## Introduction

In this exciting project, we explore the enchanting world of Harry Potter characters. We use special techniques called Word2Vec models and Principal Component Analysis (PCA) to understand their traits, relationships, and unique features. With colorful word clouds, 3D representations, and bar plots, we get fascinating insights into the beloved wizarding universe.

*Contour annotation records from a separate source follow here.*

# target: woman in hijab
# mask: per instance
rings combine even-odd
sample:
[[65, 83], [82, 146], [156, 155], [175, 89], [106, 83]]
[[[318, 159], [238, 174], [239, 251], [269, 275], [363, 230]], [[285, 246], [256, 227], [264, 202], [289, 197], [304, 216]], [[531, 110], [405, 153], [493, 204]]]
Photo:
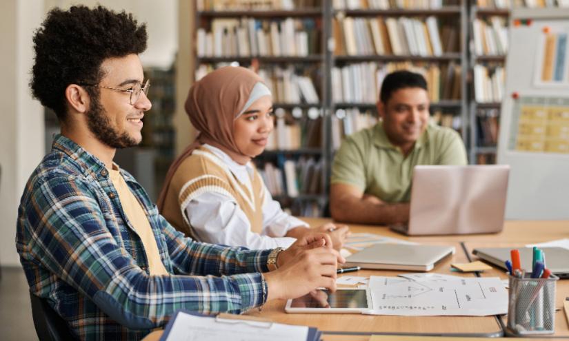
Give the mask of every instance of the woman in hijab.
[[[160, 197], [162, 215], [187, 236], [250, 249], [288, 247], [308, 225], [283, 211], [251, 161], [273, 128], [270, 91], [244, 68], [218, 69], [190, 89], [186, 111], [199, 134], [172, 165]], [[335, 249], [346, 226], [326, 224]]]

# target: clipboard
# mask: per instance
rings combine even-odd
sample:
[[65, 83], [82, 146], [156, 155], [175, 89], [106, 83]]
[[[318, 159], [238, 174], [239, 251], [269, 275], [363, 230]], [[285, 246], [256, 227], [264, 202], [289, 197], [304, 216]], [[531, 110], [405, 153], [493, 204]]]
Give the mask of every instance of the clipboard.
[[[271, 329], [271, 328], [273, 326], [286, 325], [274, 322], [268, 319], [257, 318], [254, 316], [234, 315], [223, 313], [217, 314], [217, 316], [210, 316], [204, 315], [200, 313], [197, 313], [195, 311], [190, 311], [188, 310], [181, 309], [177, 311], [170, 319], [170, 321], [168, 322], [168, 324], [166, 324], [166, 327], [164, 329], [164, 332], [162, 333], [162, 335], [160, 338], [160, 341], [166, 341], [168, 340], [168, 336], [170, 335], [170, 332], [172, 331], [172, 329], [174, 327], [174, 322], [176, 321], [177, 318], [178, 318], [179, 316], [180, 316], [181, 314], [188, 314], [203, 318], [212, 319], [215, 321], [216, 324], [240, 324], [241, 327], [243, 325], [246, 325], [247, 327], [250, 327], [252, 329], [258, 330], [260, 334], [263, 333], [263, 330], [268, 331], [270, 329]], [[322, 335], [322, 331], [319, 331], [317, 329], [313, 327], [307, 328], [308, 328], [308, 331], [307, 333], [306, 341], [318, 341], [320, 340]], [[234, 334], [232, 335], [228, 336], [234, 337], [235, 335]]]

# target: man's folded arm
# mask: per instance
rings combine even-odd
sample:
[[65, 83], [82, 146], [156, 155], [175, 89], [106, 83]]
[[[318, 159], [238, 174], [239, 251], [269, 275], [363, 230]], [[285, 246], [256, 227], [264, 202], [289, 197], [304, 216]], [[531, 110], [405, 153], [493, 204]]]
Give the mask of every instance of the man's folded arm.
[[[39, 184], [23, 217], [28, 220], [23, 233], [30, 234], [30, 242], [18, 247], [28, 249], [21, 254], [89, 297], [112, 319], [130, 329], [149, 329], [163, 325], [179, 309], [241, 313], [264, 302], [259, 273], [221, 277], [146, 274], [117, 244], [105, 221], [112, 217], [103, 216], [90, 190], [88, 184], [65, 176]], [[170, 229], [166, 229], [167, 234]], [[186, 245], [188, 257], [198, 258], [185, 260], [193, 268], [190, 272], [204, 275], [208, 270], [217, 274], [258, 268], [253, 265], [255, 260], [263, 258], [263, 253]], [[214, 260], [220, 254], [223, 260]], [[223, 268], [216, 272], [218, 265]]]

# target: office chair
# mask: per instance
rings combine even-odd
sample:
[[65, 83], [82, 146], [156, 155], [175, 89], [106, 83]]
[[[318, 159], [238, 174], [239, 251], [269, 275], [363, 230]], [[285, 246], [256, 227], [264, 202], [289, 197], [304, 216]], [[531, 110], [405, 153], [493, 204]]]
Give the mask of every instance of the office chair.
[[34, 327], [39, 341], [66, 341], [75, 340], [69, 331], [69, 327], [48, 304], [45, 298], [39, 298], [30, 292], [32, 300], [32, 316]]

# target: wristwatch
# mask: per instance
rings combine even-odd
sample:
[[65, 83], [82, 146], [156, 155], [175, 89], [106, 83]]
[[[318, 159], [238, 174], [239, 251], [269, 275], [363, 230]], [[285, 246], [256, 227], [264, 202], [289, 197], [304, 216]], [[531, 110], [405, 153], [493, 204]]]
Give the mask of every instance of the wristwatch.
[[279, 254], [281, 251], [284, 251], [284, 249], [282, 247], [277, 247], [276, 249], [273, 249], [272, 251], [270, 251], [269, 254], [269, 258], [267, 260], [267, 267], [269, 269], [270, 271], [273, 270], [276, 270], [279, 265], [277, 265], [277, 257], [279, 256]]

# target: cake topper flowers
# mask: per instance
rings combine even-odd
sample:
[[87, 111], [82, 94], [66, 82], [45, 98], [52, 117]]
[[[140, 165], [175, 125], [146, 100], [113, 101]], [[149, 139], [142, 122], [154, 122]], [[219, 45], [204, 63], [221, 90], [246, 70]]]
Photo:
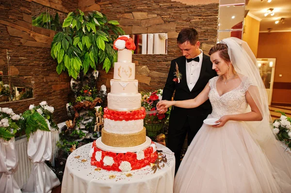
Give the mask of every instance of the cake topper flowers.
[[135, 50], [135, 45], [133, 40], [129, 37], [129, 35], [119, 36], [113, 43], [113, 48], [115, 50], [122, 50], [127, 48], [129, 50]]
[[173, 79], [173, 81], [174, 82], [178, 82], [178, 83], [179, 83], [180, 80], [182, 78], [182, 74], [181, 73], [180, 73], [180, 72], [179, 71], [179, 68], [178, 67], [178, 64], [177, 64], [177, 62], [176, 62], [176, 71], [174, 73], [174, 75], [175, 77], [174, 78], [174, 79]]

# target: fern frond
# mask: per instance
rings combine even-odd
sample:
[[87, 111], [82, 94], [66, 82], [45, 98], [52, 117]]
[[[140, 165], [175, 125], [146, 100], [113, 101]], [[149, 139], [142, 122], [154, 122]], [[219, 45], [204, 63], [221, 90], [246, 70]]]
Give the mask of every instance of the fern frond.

By analyzing how the characters are connected and how they interact, we discover more about their friendships, rivalries, and important roles in the magical realm. Join us on this magical journey as we unravel the mysteries and magic of the beloved Harry Potter characters, celebrating the timeless charm of this captivating story.


In [2]:
from nltk.tokenize import sent_tokenize
import numpy as np
import matplotlib.pyplot as plt
import gensim
import nltk
from wordcloud import WordCloud



## Reading Data

In [3]:
with open("/kaggle/input/harry-potter-lstm/Harry_Potter_all_books_preprocessed.txt") as f:
    data = f.read()

In [4]:
data[:1000]

'THE BOY WHO LIVED Mr and Mrs Dursley of number four Privet Drive were proud to say that they were perfectly normal thank you very much .They were the last people youd expect to be involved in anything strange or mysterious because they just didnt hold with such nonsense .Mr Dursley was the director of a firm called Grunnings which made drills .He was a big beefy man with hardly any neck although he did have a very large mustache .Mrs Dursley was thin and blonde and had nearly twice the usual amount of neck which came in very useful as she spent so much of her time craning over garden fences spying on the neighbors .The Dursley s had a small son called Dudley and in their opinion there was no finer boy anywhere .The Dursleys had everything they wanted but they also had a secret and their greatest fear was that somebody would discover it .They didnt think they could bear it if anyone found out about the Potters .Mrs Potter was Mrs Dursleys sister but they hadnt met for several years in 

The text is already pretty clean, there are no extra spaces or weird characters

## Data Cleaning

In [5]:
import re

text = "THE BOY WHO LIVED Mr and Mrs Dursley of number four Privet Drive were proud to say that they were perfectly normal thank you very much .They were the last people youd expect to be involved in anything strange or mysterious because they just didnt hold with such nonsense .Mr Dursley" 
replaced_text = re.sub(r'\s\.([A-Z])', r'. \1', text)

print(replaced_text)

THE BOY WHO LIVED Mr and Mrs Dursley of number four Privet Drive were proud to say that they were perfectly normal thank you very much. They were the last people youd expect to be involved in anything strange or mysterious because they just didnt hold with such nonsense. Mr Dursley


Now we can apply this to entire corpus

In [6]:
corpus = re.sub(r'\s\.([A-Z])', r'. \1', data)

In [7]:
lines = sent_tokenize(corpus)

In [8]:
lines[0]

'THE BOY WHO LIVED Mr and Mrs Dursley of number four Privet Drive were proud to say that they were perfectly normal thank you very much.'

Now it works fine! Let's further tokenize and clean the text using gensim

In [9]:
tokens = []
for line in lines:
    tokens.append(gensim.utils.simple_preprocess(line))

In [10]:
tokens[0]

['the',
 'boy',
 'who',
 'lived',
 'mr',
 'and',
 'mrs',
 'dursley',
 'of',
 'number',
 'four',
 'privet',
 'drive',
 'were',
 'proud',
 'to',
 'say',
 'that',
 'they',
 'were',
 'perfectly',
 'normal',
 'thank',
 'you',
 'very',
 'much']

Lets see the total length of the lines we have

In [11]:
len(tokens)

63880

# Create the word separated list of the book

## Setting up and Training Word2Vec Model

In [None]:
model = gensim.models.Word2Vec(
window =  5,
min_count = 10,
sg = 1,
negative = 10
)

Build vocabulary from tokens

In [None]:
model.build_vocab(tokens)

Let's train the Word2Vec model

In [None]:
model.train(tokens, total_examples=model.corpus_count, epochs=model.epochs)

## Character Analysis

In [None]:
embedding_matrix = model.wv.vectors
embedding_dimensions = embedding_matrix.shape[1]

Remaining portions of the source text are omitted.